Elle empallideceu terrivelmente; mas a condessa, interpondo-se, com uma voz vibrante:

— Não! sou eu! Sou eu que vou para Alexandria.

— N’esse caso sou eu o infame, prima.

Houve um silencio. Os olhos da condessa estavam humidos. Correu para mim, tomou-me uma das mãos, murmurou entre soluços:

— Que quer? Ninguem tem culpa. Amo este homem, fujo com elle.

Rytmel tomara-me a outra mão.

— Agora, dizia, é impossivel voltar. É um passo dado, irreparavel...

Eu estava succumbido: aquella situação imprevista, deixava-me sem raciocinio, sem voz, sem vontade.

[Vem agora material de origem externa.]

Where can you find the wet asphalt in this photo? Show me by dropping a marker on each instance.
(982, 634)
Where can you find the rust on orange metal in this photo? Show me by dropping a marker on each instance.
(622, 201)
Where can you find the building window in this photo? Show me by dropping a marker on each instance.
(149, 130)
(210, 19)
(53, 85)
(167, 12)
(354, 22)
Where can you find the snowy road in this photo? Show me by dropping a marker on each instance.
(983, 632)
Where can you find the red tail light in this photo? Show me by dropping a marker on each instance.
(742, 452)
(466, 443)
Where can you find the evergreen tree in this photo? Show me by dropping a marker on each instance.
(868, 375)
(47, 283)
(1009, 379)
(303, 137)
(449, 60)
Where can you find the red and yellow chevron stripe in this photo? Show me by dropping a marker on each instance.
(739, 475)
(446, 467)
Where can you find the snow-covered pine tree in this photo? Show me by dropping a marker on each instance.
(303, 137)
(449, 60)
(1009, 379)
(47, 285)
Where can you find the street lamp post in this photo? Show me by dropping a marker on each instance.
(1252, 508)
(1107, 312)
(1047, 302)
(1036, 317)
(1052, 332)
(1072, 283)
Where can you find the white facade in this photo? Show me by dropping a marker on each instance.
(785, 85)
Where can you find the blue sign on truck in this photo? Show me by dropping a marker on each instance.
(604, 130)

Eu, amigo do conde!... Eu, cumplice d’aquella fuga! Além d’isso, alli, no meio d’aquelles dois amantes encantadores, que me supplicavam apertando-me as mãos, eu sentia-me ridiculo — e isto augmentava o meu desespero. A condessa, no entanto, continuava:

— Primo, disse ella, que importa? Estou deshonrada, bem sei. Mas que queria? que eu ficasse ao lado de meu marido, amando este, n’uma mentira perpetua, vivendo alegremente instalada na infamia? Essa situação nunca! É suja! Ao menos isto é franco. Rompo com o mundo, sou uma aventureira, fico sendo uma mulher perdida, mas conservo-me para um só e sendo pura para elle.

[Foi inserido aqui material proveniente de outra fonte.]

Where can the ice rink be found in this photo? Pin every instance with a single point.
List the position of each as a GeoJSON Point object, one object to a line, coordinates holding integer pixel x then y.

— Captain Rytmel, disse eu, então mande deitar uma lancha ao mar.

— Que quer fazer? gritou a condessa.

— Eu? ganhar a terra. Acha que tambem não é uma infamia installar-me n’este navio?

— Está louco, disse Rytmel, ha só um escaler a bordo. O vento cresce, o mar incha. O escaler não se aguentará dez minutos.

— Melhor! Um escaler ao mar! gritei eu.

— Ninguem se mecha! bradou Rytmel.

E voltando-se para a condessa:

— Mas diga-lhe que é a morte! Que cumplicidade tem elle? Foi forçado, foi levado. Não responde por nada.

— Um escaler ao mar! gritava eu.

Mas, de repente, Rytmel tomando um machado correu ao bordo d’onde pendia o escaler, cortou as correias de suspensão; o barco cahiu na agua com um ruido surdo, ficou jogando sobre as ondas meio voltado, sobrenadando como um corpo morto.